Compared to the 100 nursing homes in Florida, INDIAN BEACH NURSING AND REHAB CENTER's overall rating (1 stars) is below the state average of 3.2, staff turnover (47%) is near the state average of 46%, and health inspection rating (1 stars) is much below the national benchmark.

What Should Families Ask When Visiting Indian Beach Nursing And Rehab Center?

Based on this facility's data, families visiting should ask: "What changes have been made since the serious inspection findings, and how are you preventing similar issues?" "What safeguards and monitoring systems are in place to protect residents from abuse or neglect?" "Can I visit during a mealtime to observe dining assistance and food quality?" "How do you handle medical emergencies, and what is your hospital transfer rate?" These questions are particularly relevant given the facility's Immediate Jeopardy citations and the substantiated abuse finding on record.

Is Indian Beach Nursing And Rehab Center Safe?

Based on CMS inspection data, INDIAN BEACH NURSING AND REHAB CENTER has documented safety concerns. The facility has 1 substantiated abuse finding (meaning confirmed case of resident harm by staff or other residents). Inspectors have issued 3 Immediate Jeopardy citations (the most serious violation level indicating risk of serious injury or death). The facility has a 1-star overall rating and ranks #100 of 100 nursing homes in Florida. Families considering this facility should ask detailed questions about what corrective actions have been taken since these incidents.

Do Nurses at Indian Beach Nursing And Rehab Center Stick Around?

INDIAN BEACH NURSING AND REHAB CENTER has a staff turnover rate of 47%, which is about average for Florida nursing homes (state average: 46%). Moderate turnover is common in nursing homes, but families should still ask about staff tenure and how the facility maintains care continuity when employees leave.

Was Indian Beach Nursing And Rehab Center Ever Fined?

INDIAN BEACH NURSING AND REHAB CENTER has been fined $14,800 across 1 penalty action. This is below the Florida average of $33,227. While any fine indicates a compliance issue, fines under $50,000 are relatively common and typically reflect isolated problems that were subsequently corrected. Families should ask what specific issues led to these fines and confirm they've been resolved.
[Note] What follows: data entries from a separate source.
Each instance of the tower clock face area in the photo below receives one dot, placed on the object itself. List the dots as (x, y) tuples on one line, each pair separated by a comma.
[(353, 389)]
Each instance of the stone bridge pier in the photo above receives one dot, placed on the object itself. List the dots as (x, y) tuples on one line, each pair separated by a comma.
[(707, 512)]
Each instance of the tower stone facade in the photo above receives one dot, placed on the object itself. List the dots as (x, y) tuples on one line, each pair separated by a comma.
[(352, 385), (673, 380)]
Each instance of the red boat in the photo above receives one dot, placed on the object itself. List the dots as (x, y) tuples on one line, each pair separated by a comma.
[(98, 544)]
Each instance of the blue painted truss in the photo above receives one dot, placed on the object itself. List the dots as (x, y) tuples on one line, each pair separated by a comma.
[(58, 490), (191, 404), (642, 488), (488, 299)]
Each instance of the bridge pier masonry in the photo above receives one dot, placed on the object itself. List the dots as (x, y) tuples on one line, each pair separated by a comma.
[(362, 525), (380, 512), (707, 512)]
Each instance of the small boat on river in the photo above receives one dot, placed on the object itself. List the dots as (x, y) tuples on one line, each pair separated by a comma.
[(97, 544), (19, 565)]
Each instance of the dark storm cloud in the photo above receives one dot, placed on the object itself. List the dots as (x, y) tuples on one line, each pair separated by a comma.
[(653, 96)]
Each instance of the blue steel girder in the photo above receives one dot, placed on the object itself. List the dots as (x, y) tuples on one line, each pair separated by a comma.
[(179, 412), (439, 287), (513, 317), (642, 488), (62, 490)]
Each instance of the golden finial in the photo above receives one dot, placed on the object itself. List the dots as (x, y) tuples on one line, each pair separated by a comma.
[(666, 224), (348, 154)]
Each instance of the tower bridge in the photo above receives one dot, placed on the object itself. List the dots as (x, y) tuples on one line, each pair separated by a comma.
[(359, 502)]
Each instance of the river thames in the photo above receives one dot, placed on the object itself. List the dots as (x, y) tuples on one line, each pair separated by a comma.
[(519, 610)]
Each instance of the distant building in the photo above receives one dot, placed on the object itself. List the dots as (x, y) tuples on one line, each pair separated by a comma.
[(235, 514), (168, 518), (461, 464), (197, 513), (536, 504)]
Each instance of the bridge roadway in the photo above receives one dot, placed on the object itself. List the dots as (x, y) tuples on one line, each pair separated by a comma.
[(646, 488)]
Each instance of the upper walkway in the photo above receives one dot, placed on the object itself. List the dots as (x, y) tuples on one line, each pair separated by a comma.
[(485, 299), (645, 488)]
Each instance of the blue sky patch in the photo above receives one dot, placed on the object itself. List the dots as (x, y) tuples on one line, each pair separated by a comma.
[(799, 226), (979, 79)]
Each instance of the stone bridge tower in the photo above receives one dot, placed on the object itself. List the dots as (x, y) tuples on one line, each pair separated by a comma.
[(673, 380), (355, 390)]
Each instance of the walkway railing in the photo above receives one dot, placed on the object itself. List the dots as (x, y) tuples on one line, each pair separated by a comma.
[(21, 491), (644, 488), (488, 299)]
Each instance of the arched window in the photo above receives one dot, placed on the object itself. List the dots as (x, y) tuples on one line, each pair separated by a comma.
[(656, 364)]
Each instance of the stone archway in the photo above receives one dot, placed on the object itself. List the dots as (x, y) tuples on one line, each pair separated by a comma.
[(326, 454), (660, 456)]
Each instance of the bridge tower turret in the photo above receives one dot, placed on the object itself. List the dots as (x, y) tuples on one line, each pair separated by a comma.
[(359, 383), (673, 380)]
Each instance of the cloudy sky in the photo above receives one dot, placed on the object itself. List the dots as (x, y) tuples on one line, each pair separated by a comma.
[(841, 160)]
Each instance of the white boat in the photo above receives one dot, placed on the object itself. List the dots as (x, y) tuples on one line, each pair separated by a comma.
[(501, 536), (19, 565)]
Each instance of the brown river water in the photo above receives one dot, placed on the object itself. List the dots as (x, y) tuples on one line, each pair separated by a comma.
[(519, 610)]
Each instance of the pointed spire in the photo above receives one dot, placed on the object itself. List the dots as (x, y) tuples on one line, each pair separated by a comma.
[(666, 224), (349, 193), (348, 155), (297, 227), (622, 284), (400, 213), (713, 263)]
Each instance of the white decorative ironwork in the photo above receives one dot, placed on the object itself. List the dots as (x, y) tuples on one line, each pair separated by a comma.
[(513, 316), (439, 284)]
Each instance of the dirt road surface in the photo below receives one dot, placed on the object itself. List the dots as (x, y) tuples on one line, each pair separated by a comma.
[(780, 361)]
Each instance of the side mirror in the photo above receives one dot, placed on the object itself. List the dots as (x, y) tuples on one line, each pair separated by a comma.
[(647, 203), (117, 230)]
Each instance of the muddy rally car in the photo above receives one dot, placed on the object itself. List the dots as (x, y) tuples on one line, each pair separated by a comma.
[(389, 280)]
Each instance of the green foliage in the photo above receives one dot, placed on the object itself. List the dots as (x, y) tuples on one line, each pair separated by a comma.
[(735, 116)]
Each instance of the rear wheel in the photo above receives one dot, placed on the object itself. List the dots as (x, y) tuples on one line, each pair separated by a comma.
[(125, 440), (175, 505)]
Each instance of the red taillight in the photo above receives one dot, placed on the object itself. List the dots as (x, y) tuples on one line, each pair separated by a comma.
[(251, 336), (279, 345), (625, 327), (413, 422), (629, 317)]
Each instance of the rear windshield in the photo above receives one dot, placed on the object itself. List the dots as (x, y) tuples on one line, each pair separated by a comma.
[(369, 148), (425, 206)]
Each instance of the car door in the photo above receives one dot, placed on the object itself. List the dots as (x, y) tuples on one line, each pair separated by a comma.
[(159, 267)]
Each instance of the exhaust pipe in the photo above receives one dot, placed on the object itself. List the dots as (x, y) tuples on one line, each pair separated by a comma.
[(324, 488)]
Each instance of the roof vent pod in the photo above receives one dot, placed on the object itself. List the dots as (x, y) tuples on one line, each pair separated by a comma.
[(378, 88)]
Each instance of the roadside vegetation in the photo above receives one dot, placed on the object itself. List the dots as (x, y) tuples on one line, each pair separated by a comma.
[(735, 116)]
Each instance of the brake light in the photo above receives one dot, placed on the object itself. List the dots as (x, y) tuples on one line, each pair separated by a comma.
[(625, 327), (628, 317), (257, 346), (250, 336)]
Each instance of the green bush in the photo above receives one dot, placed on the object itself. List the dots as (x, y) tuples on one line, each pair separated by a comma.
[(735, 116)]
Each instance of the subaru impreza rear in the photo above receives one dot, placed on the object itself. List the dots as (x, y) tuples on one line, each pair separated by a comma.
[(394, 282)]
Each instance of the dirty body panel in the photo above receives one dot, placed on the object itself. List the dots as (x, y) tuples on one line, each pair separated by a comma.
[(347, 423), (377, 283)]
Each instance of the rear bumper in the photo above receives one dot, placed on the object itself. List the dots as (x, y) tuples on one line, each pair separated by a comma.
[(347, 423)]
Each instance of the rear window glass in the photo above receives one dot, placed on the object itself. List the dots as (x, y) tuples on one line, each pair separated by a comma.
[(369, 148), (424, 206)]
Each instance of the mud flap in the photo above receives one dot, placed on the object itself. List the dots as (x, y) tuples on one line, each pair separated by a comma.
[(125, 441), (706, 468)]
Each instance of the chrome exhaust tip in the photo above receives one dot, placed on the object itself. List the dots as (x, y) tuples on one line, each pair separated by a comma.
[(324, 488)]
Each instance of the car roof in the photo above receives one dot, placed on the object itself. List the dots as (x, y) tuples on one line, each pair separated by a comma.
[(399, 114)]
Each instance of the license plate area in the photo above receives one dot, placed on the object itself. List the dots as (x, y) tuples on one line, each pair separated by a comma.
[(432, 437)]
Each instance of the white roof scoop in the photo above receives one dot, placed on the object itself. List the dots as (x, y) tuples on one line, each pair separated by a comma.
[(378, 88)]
Is Indian Beach Nursing And Rehab Center on Any Federal Watch List?

INDIAN BEACH NURSING AND REHAB CENTER is not on any federal watch list. The most significant is the Special Focus Facility (SFF) program, which identifies the bottom 1% of nursing homes nationally based on persistent, serious quality problems. Not being on this list means the facility has avoided the pattern of deficiencies that triggers enhanced federal oversight. This is a positive indicator, though families should still review the facility's inspection history directly.